- Interactive map of Grassy Park
- Coordinates: 34°03′S 18°29′E﻿ / ﻿34.050°S 18.483°E
- Country: South Africa
- Province: Western Cape
- Municipality: City of Cape Town
- Main Place: Grassy Park

Government
- • Councillor: Donovan Nelson (Ward 65) (DA) Shannen Rossouw (Ward 110) (DA) Gerry Gordon (Ward 67) (DA) William Akim (Ward 66) (DA)

Area
- • Total: 3.24 km^{2} (1.25 sq mi)

Population (2011)
- • Total: 19,212
- • Density: 5,930/km^{2} (15,400/sq mi)

Racial makeup (2011)
- • Black African: 7.7%
- • Coloured: 88.0%
- • Indian/Asian: 1.9%
- • White: 0.3%
- • Other: 2.2%

First languages (2011)
- • English: 75.2%
- • Afrikaans: 21.8%
- • Other: 3.0%
- Time zone: UTC+2 (SAST)
- Postal code (street): 7888
- PO box: 7941

= Grassy Park =

Grassy Park is a suburb of the City of Cape Town in the Western Cape Province of South Africa.

It is bordered to the east by the suburb of Lotus River, to the north by the suburb of Parkwood and to the west by a small lake called Princess Vlei. To the south lies Rondevlei and Zeekoevlei. The Rondevlei Nature Reserve is home to a very shy hippopotamus, a few eland and other mostly nocturnal animals including many caracal and porcupine. Rondevlei is also home to a healthy pelican community. Zeekoevlei is one of the many freshwater lakes in the district.

== History ==
Grassy Park began to develop in the early 1900s on part of the Montagu's Gift estate north of Zeekoevlei.
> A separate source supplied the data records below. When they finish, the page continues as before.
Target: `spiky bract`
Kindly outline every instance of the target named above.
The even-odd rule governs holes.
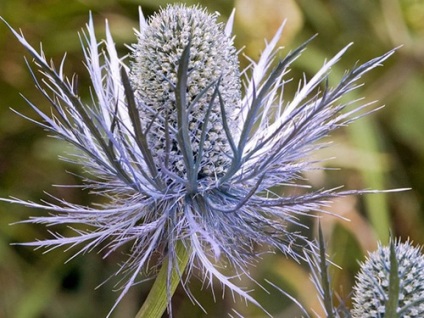
[[[99,49],[90,19],[83,40],[88,43],[84,54],[91,102],[79,97],[62,65],[55,69],[43,52],[13,31],[41,71],[43,79],[33,74],[34,80],[54,109],[50,116],[30,103],[44,121],[38,124],[79,149],[71,159],[91,173],[85,186],[105,197],[93,207],[9,200],[52,213],[27,222],[90,229],[75,228],[73,237],[56,234],[28,245],[79,246],[79,254],[101,244],[105,256],[129,246],[128,260],[119,270],[127,275],[119,301],[140,271],[152,265],[152,256],[162,254],[175,267],[176,245],[182,242],[190,251],[189,266],[197,264],[204,279],[215,277],[257,304],[233,280],[234,275],[250,277],[248,265],[258,260],[256,246],[296,257],[294,248],[303,237],[287,226],[332,197],[349,193],[288,195],[276,193],[276,187],[297,186],[302,172],[314,165],[310,153],[323,146],[317,142],[357,118],[362,107],[343,112],[346,105],[337,102],[393,52],[319,92],[346,47],[287,102],[281,96],[283,77],[306,43],[273,67],[281,27],[259,61],[242,72],[246,80],[240,95],[231,25],[232,17],[224,28],[215,15],[181,5],[168,6],[147,22],[141,17],[139,43],[128,67],[118,57],[108,27],[104,50]],[[220,271],[223,263],[231,265],[231,276]]]

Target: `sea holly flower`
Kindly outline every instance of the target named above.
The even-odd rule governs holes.
[[[63,62],[55,68],[12,29],[34,58],[41,79],[31,73],[53,109],[47,114],[28,101],[42,118],[30,120],[75,146],[68,160],[87,171],[85,186],[105,199],[95,206],[8,200],[50,212],[25,222],[75,231],[26,245],[70,245],[80,248],[76,255],[101,245],[105,257],[128,246],[117,303],[161,255],[158,277],[165,277],[168,302],[187,264],[187,275],[199,269],[206,281],[217,279],[260,306],[235,279],[251,278],[249,265],[259,259],[255,246],[303,255],[296,247],[309,243],[288,226],[332,197],[356,193],[285,194],[276,187],[305,186],[302,172],[316,168],[309,158],[325,145],[320,140],[364,113],[365,106],[344,112],[340,98],[393,52],[347,72],[336,87],[321,85],[348,45],[288,101],[285,75],[307,43],[274,65],[281,27],[259,61],[240,72],[232,23],[233,15],[224,25],[198,6],[170,5],[148,20],[140,14],[138,43],[127,62],[118,57],[107,24],[106,39],[96,39],[90,17],[82,42],[91,101],[78,95]]]
[[[354,286],[352,317],[423,316],[424,255],[421,248],[412,246],[409,241],[391,242],[390,247],[379,245],[361,263]]]
[[[232,156],[221,103],[225,106],[228,133],[232,139],[239,135],[236,116],[241,106],[241,81],[232,38],[216,23],[216,15],[177,6],[152,17],[138,39],[130,77],[136,99],[143,103],[139,109],[143,128],[151,126],[146,136],[153,156],[166,162],[164,168],[179,177],[218,179],[230,166]],[[189,42],[188,72],[183,83],[178,66]],[[185,118],[178,118],[182,115],[178,109],[182,101],[175,94],[179,84],[186,86],[181,98],[187,104],[183,106],[187,113],[183,117],[188,117],[188,129],[182,127],[181,119]],[[175,133],[179,129],[181,136]],[[189,142],[179,145],[178,138],[185,134]],[[184,148],[188,148],[187,154]],[[195,171],[187,169],[185,160],[190,161],[189,166],[196,165]],[[173,183],[174,178],[168,181]],[[192,186],[197,188],[198,182]]]

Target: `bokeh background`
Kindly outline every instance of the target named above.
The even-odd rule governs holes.
[[[321,215],[327,252],[340,268],[331,268],[332,288],[336,304],[350,306],[350,292],[358,260],[366,251],[386,243],[389,230],[403,240],[424,244],[424,1],[422,0],[200,0],[209,11],[219,11],[223,21],[236,8],[234,33],[236,44],[256,59],[281,21],[287,25],[281,40],[291,49],[318,33],[303,56],[293,65],[292,86],[285,92],[291,99],[298,80],[310,77],[342,47],[354,42],[348,53],[333,68],[329,83],[340,80],[343,72],[356,62],[365,62],[394,47],[401,46],[384,67],[363,78],[363,87],[348,96],[364,97],[361,103],[378,100],[375,107],[386,107],[355,124],[332,134],[334,144],[317,154],[334,158],[325,164],[340,170],[307,175],[316,188],[345,185],[347,189],[412,188],[401,193],[346,197],[335,200],[329,211],[341,217]],[[88,78],[82,63],[77,32],[94,17],[98,37],[104,36],[104,20],[108,19],[119,52],[128,53],[125,43],[135,41],[132,31],[138,25],[138,7],[150,15],[160,6],[173,1],[155,0],[1,0],[0,16],[14,28],[22,29],[35,47],[42,42],[48,57],[59,63],[67,53],[65,70],[79,74],[86,98]],[[51,193],[79,204],[100,200],[78,188],[52,185],[80,184],[78,167],[58,160],[70,148],[47,137],[45,131],[17,112],[37,118],[20,93],[48,110],[48,104],[36,91],[26,69],[23,56],[28,56],[11,32],[0,23],[0,196],[24,200],[48,200]],[[241,67],[246,59],[241,57]],[[117,279],[112,278],[98,289],[117,269],[125,257],[115,253],[102,259],[93,251],[66,262],[72,251],[42,250],[11,245],[49,237],[43,226],[10,225],[30,215],[45,213],[20,206],[0,203],[0,318],[32,317],[104,317],[113,305]],[[346,220],[349,219],[349,220]],[[316,220],[305,219],[308,235],[316,236]],[[63,235],[67,228],[59,228]],[[123,251],[124,252],[124,251]],[[66,263],[65,263],[66,262]],[[305,264],[283,255],[267,255],[252,268],[254,277],[268,279],[289,292],[305,308],[322,313],[316,292],[309,280]],[[249,286],[249,282],[246,282]],[[266,283],[265,283],[266,284]],[[151,281],[134,287],[112,317],[133,317],[146,297]],[[251,285],[253,294],[275,317],[300,317],[296,306],[270,285],[269,294]],[[227,317],[231,308],[246,317],[263,317],[254,306],[234,304],[229,293],[223,300],[219,289],[216,301],[210,289],[196,279],[190,282],[193,294],[207,317]],[[176,317],[204,317],[182,289],[174,297]]]

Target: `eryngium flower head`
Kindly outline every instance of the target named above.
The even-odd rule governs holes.
[[[43,77],[40,81],[33,73],[34,80],[54,110],[45,114],[29,103],[43,119],[38,124],[79,150],[68,159],[85,168],[85,186],[105,200],[91,207],[59,199],[56,204],[9,201],[52,213],[27,222],[75,229],[75,236],[57,233],[28,245],[79,246],[76,254],[101,245],[105,257],[128,246],[128,260],[118,271],[126,280],[117,302],[157,255],[176,266],[178,243],[190,253],[187,273],[198,267],[203,279],[217,278],[257,304],[234,281],[238,275],[250,277],[248,265],[258,259],[255,246],[296,257],[294,248],[304,238],[287,227],[298,223],[299,215],[319,211],[328,199],[349,193],[284,195],[276,187],[298,186],[302,172],[314,167],[309,158],[323,146],[318,141],[358,117],[363,107],[343,112],[341,96],[392,52],[320,91],[346,47],[309,81],[305,78],[287,102],[283,77],[306,44],[272,67],[282,27],[259,61],[241,72],[240,85],[232,17],[224,26],[216,15],[182,5],[168,6],[148,21],[140,16],[129,66],[118,57],[108,26],[106,40],[99,43],[90,19],[83,35],[92,81],[89,102],[78,95],[75,77],[64,76],[63,65],[56,69],[12,30],[33,56]],[[223,265],[234,273],[224,274]]]
[[[424,317],[424,256],[410,242],[395,242],[399,317]],[[354,318],[385,317],[389,298],[390,248],[379,245],[361,264],[354,286]]]
[[[143,101],[139,109],[144,118],[143,127],[151,125],[146,136],[149,147],[155,160],[166,161],[166,168],[181,177],[187,177],[187,171],[175,133],[179,129],[175,87],[179,60],[189,42],[185,98],[190,106],[186,112],[193,159],[201,158],[199,177],[221,176],[231,163],[220,100],[214,97],[214,89],[208,87],[219,82],[216,88],[226,106],[229,129],[236,133],[235,116],[241,102],[240,74],[232,39],[216,23],[216,18],[200,9],[168,7],[140,30],[139,42],[134,45],[131,80],[136,97]],[[201,147],[203,152],[199,153]]]

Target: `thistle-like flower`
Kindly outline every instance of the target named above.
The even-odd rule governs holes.
[[[421,248],[414,247],[410,242],[394,244],[397,265],[395,287],[397,299],[396,317],[424,316],[424,256]],[[353,310],[354,318],[387,317],[387,302],[389,301],[390,274],[393,262],[390,260],[390,248],[379,245],[370,253],[367,260],[361,264],[361,270],[356,277],[354,287]],[[393,287],[392,287],[393,288]],[[391,317],[394,317],[392,315]]]
[[[54,110],[52,116],[29,103],[43,119],[37,123],[78,149],[68,159],[84,167],[89,173],[85,186],[105,202],[87,207],[62,200],[9,201],[52,213],[26,222],[92,229],[75,227],[73,237],[57,233],[28,245],[79,246],[80,254],[102,244],[105,257],[130,246],[119,269],[127,276],[117,302],[151,265],[153,254],[167,261],[168,273],[178,267],[177,247],[182,245],[189,254],[188,273],[199,267],[205,279],[217,278],[224,288],[257,304],[234,282],[237,275],[250,277],[255,246],[296,257],[295,247],[304,238],[287,226],[332,197],[354,192],[284,195],[275,187],[297,186],[302,172],[314,166],[310,153],[324,145],[318,141],[359,117],[355,114],[363,106],[343,112],[340,97],[393,52],[320,91],[347,46],[310,80],[305,78],[288,102],[282,97],[283,77],[306,43],[272,66],[281,27],[259,61],[240,72],[232,22],[233,16],[223,25],[216,14],[183,5],[168,6],[147,21],[140,14],[138,43],[126,64],[108,26],[106,40],[99,43],[90,18],[83,35],[90,102],[80,98],[63,65],[56,69],[12,30],[41,71],[42,80],[32,74]],[[231,266],[232,276],[220,270],[223,264]],[[177,270],[182,275],[184,269]]]

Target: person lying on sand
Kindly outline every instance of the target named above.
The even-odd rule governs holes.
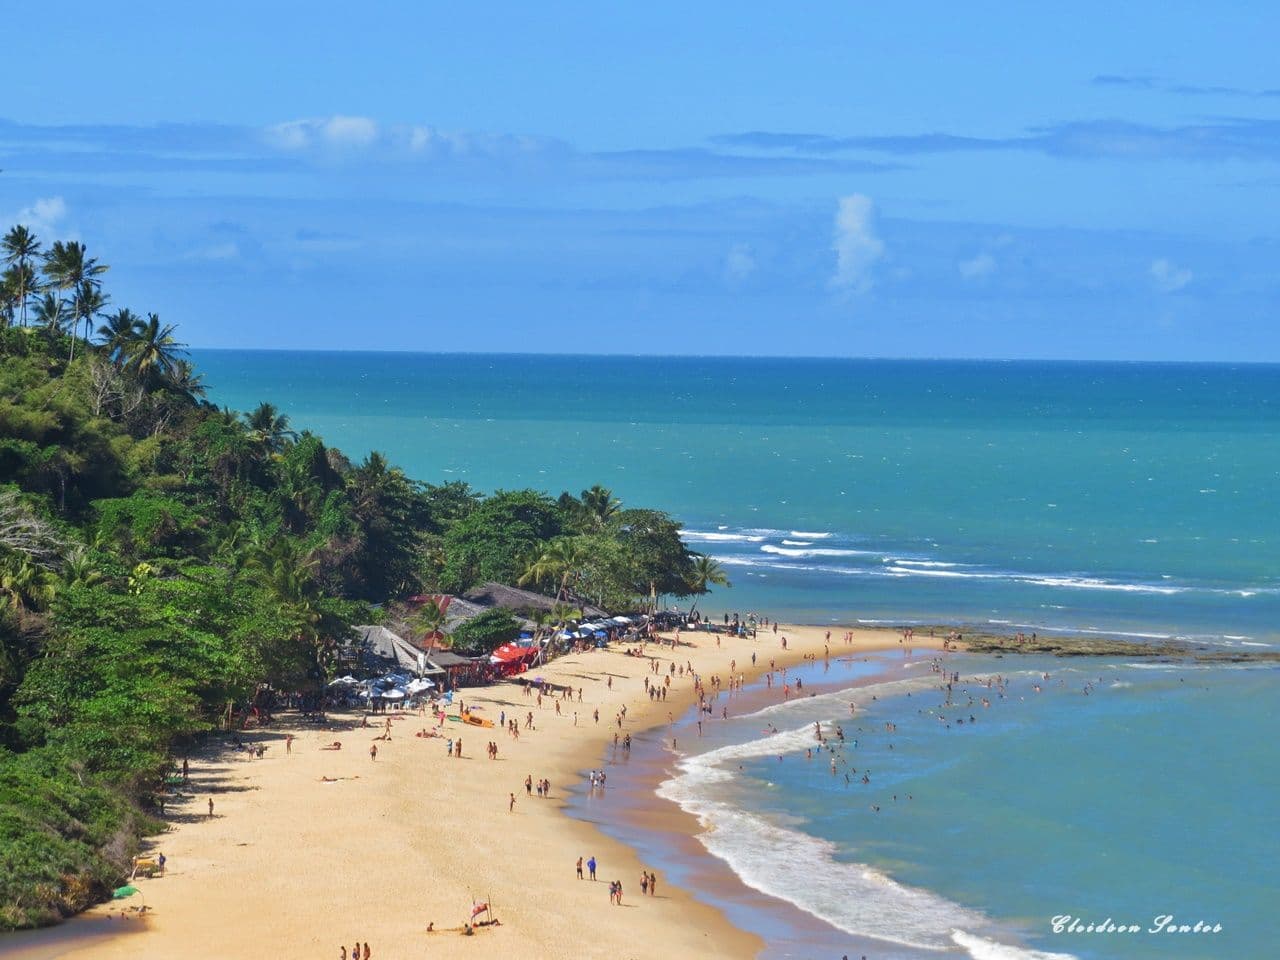
[[[328,744],[327,746],[323,746],[323,747],[321,747],[320,749],[321,749],[321,750],[341,750],[341,749],[342,749],[342,741],[341,741],[341,740],[335,740],[335,741],[333,741],[333,743],[330,743],[330,744]]]

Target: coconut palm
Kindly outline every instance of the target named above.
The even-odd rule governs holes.
[[[102,311],[111,298],[102,292],[102,287],[90,280],[85,280],[76,287],[75,296],[71,298],[71,348],[75,349],[76,328],[84,323],[84,342],[89,343],[89,331],[93,327],[95,317]]]
[[[598,483],[590,490],[583,490],[581,499],[587,525],[596,531],[606,529],[622,511],[622,501]]]
[[[102,285],[97,279],[107,272],[106,264],[98,263],[94,257],[85,255],[85,246],[75,240],[54,241],[44,254],[44,275],[51,290],[61,293],[72,291],[71,316],[73,322],[85,321],[85,340],[89,339],[88,324],[92,313],[82,305],[83,298]],[[103,301],[105,303],[105,300]],[[75,359],[76,331],[71,331],[71,354],[68,362]]]
[[[689,572],[689,591],[691,593],[706,593],[712,586],[728,587],[729,577],[724,572],[724,567],[720,566],[711,557],[704,553],[695,554],[693,558],[693,566]],[[689,616],[693,616],[693,612],[698,609],[698,601],[693,601],[693,606],[689,608]]]
[[[278,453],[298,439],[290,428],[289,418],[276,409],[275,404],[260,403],[253,413],[245,414],[249,435],[273,453]]]
[[[67,301],[53,293],[43,293],[36,300],[35,314],[32,318],[51,334],[61,333],[71,320],[71,311]]]
[[[40,256],[40,241],[36,235],[22,225],[10,228],[0,239],[0,251],[4,253],[4,262],[17,271],[14,276],[21,281],[17,289],[19,310],[22,325],[27,325],[27,299],[36,291],[36,274],[34,261]]]
[[[165,386],[192,403],[203,399],[205,395],[204,376],[196,372],[196,368],[191,365],[190,360],[175,360],[173,362],[173,369],[169,371]]]
[[[177,354],[185,344],[173,337],[176,328],[168,323],[163,327],[160,318],[148,313],[147,319],[137,328],[137,336],[129,348],[129,360],[125,366],[141,379],[168,378],[173,374]]]
[[[556,599],[564,600],[569,595],[569,585],[577,579],[586,559],[587,553],[579,538],[556,537],[543,547],[516,583],[524,586],[526,583],[558,580]]]
[[[428,600],[414,614],[413,625],[423,633],[424,640],[438,639],[444,636],[444,625],[447,614],[435,600]]]
[[[0,313],[6,324],[21,317],[22,325],[27,325],[27,300],[37,286],[36,272],[30,264],[14,264],[0,276]]]
[[[106,323],[98,327],[98,336],[102,338],[102,352],[119,370],[129,358],[129,351],[138,339],[142,318],[127,307],[121,307],[115,313],[108,314],[106,320]]]

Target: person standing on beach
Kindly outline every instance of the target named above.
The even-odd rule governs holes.
[[[578,879],[582,879],[582,858],[578,858]]]
[[[213,797],[209,798],[209,819],[213,819]]]
[[[649,871],[649,896],[656,897],[658,895],[658,875],[652,870]]]
[[[596,858],[595,857],[591,857],[589,860],[587,860],[587,873],[588,875],[590,875],[592,880],[596,878]]]
[[[511,794],[511,801],[507,804],[507,813],[514,813],[516,809],[516,795]]]
[[[376,743],[371,743],[369,745],[369,759],[370,760],[378,759],[378,745]]]
[[[191,779],[191,764],[187,762],[187,758],[182,758],[182,782],[187,783]]]
[[[284,752],[293,753],[293,734],[289,734],[284,738]]]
At that time, the area was rural, under the administration of the Divisional Council of the Cape.

Grassy Park EC Primary School (Formerly known as the All Saints Mission School, Zeekoevlei) was opened by Mr. Frederick Kannemeyer on the 13th February 1912 with one teacher and twenty three learners. At the time, the school was the only place of learning on the Cape Flats.

By 1920, the estate had 2000 residents. From 1923, it was represented on the Southern Civic Association.

Grassy Park was proclaimed a local area in 1935, which meant that the residents received municipal services, for which they paid higher rates. It was later incorporated into the South Peninsula Municipality in 1996, and into the City of Cape Town in 2000.

== Education ==
Grassy park is home to four Primary schools and two Secondary schools:

- Grassy Park E.C. Primary School
- Fairview Primary School
- Kannemeyer Primary School
- Sid G. Rule Primary
- Grassy Park High School
- Grassdale High School.

== Religion ==
There are several places of worship in Grassy Park. These include:

- Acts Mission Church of SA
- Assembly Of God
- Calvyn Protestant Church Grassy Park
- Gereformeerde Kerk - Grassy Park
- Grassy Park Methodist Church
- Grassy Park Moravian Church
- Masjid Ahmediyah (Grassy Park Mosque)
- Grassy Park Baptist Church
- Grassy Park Seventh-day Adventist Church
- Church Of The Good Shepherd
- New Apostolic Church Grassy Park
- New Apostolic Church Grassy Park Central
- New Apostolic Church Grassy Park West
- Old Apostolic Church
- Our Lady Queen of Peace Catholic Church
- Trinity African Methodist Episcopal Church Grassy Park

== Sports and recreation ==
The Rooikrans Sports Ground in Grassy Park has playing fields for a variety of sports such as baseball, cricket, rugby and soccer. There are several sports teams based here. These include Grassy Park Crusaders Baseball Club, Grassy Park United Football Club, Titans RFC (Rugby-Football Club). The Grassy Park Chess Academy is a chess club based in Grassy Park.

== Commercial areas and community facilities ==

Grassy Park's main commercial area is an intersection called "Busy Corner" at the intersection of 5th Avenue and Victoria Road. There is a hub of small retail outlets, the local Library, Police Station and a transport interchange which connects Grassy Park to Mitchell's Plain, Retreat and Wynberg. Another commercial area is at the corner of Prince George Drive and 5th Avenue where supermarkets, fast food restaurants and a petrol station can be found. Various small shops and businesses can also be found along Lake Road.

Grassy Park is also home to the Cape of Good Hope SPCA and LOFOB. Other public amenities in Grassy Park include the Grassy Park Community Health Clinic, Grassy Park Civic Centre and Battswood Art Centre.